Peter Hansen, owner of Fudge (which retired earlier in the week) reported
from his anchorage in Noumea tonight that they were experiencing 50 knots
and torrential rain.
Hugh Treharne's 51-footer, Bright Morning Star continued to claim ground an
Alstar throughout the day. By tonight Treharne, who was sailing to the
south of Alstar, had reduced his yacht's deficit from 60nm to 17nm. Bright
Morning Star was also the leader on handicap.

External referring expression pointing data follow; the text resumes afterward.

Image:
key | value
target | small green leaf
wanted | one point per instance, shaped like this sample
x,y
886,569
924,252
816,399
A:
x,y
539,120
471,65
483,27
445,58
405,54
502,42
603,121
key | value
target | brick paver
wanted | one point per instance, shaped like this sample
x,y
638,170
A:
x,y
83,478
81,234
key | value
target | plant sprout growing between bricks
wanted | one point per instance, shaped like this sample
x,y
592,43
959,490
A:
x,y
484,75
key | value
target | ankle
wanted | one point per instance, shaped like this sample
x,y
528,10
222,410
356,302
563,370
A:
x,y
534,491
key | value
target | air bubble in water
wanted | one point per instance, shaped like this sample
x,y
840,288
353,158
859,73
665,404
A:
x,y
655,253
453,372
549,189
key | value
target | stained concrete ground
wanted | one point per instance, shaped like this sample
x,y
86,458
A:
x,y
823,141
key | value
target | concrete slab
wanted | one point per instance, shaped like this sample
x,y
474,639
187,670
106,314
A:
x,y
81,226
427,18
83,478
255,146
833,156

Only five of the 13 starters were actively racing towards Suva tonight. The
majority of others indicated they would resume racing once the storm
abated. Race meteorologist Roger Badham said tonight the worst of the storm
would remain over the first half of the 1800-mile course and begin to clear
on Sunday. The leaders could expect 20 to 30 knot headwinds tomorrow. --
Web Page: http://www.sailing-online.com.au/fiji/
Less than 500 miles separates Brad Van Liew's 'Balance Bar' from the finish
line of the 27,000-mile solo race around the world. Over the last eight
months he has encountered the ferociousness of the Southern Ocean, a
becalmed Tasman Sea, the ominous nautical summit of Cape Horn, playful
whales, exotic birds, and fellow competitors capsized, dismasted and
run-aground. As he nears the completion of a lifelong dream and
overwhelming accomplishment, his thoughts remain focused on the immediate
mission of keeping the boat moving in light, variable winds to the finish
line. "Admittedly, I am trying to suppress the complex emotions that
encompass the completion of the race," Van Liew said. "It has been a wild
ride, with times of triumph, defeat, devastation, intrigue, and
accomplishment. It is hard to imagine the feelings that will emerge when
competitors who have acted as lifelines and companions to each other for
eight months, say goodbye and head in new directions." -- Meaghan Van Liew
Distance from finish: Van Liew (371); Petersen (433); Saito (651); Hunter
Event website: http://www.aroundalone.com
THE CURMUDGEON'S CONUNDRUM
Why do the terms 'fat chance' and 'slim chance' mean the same thing?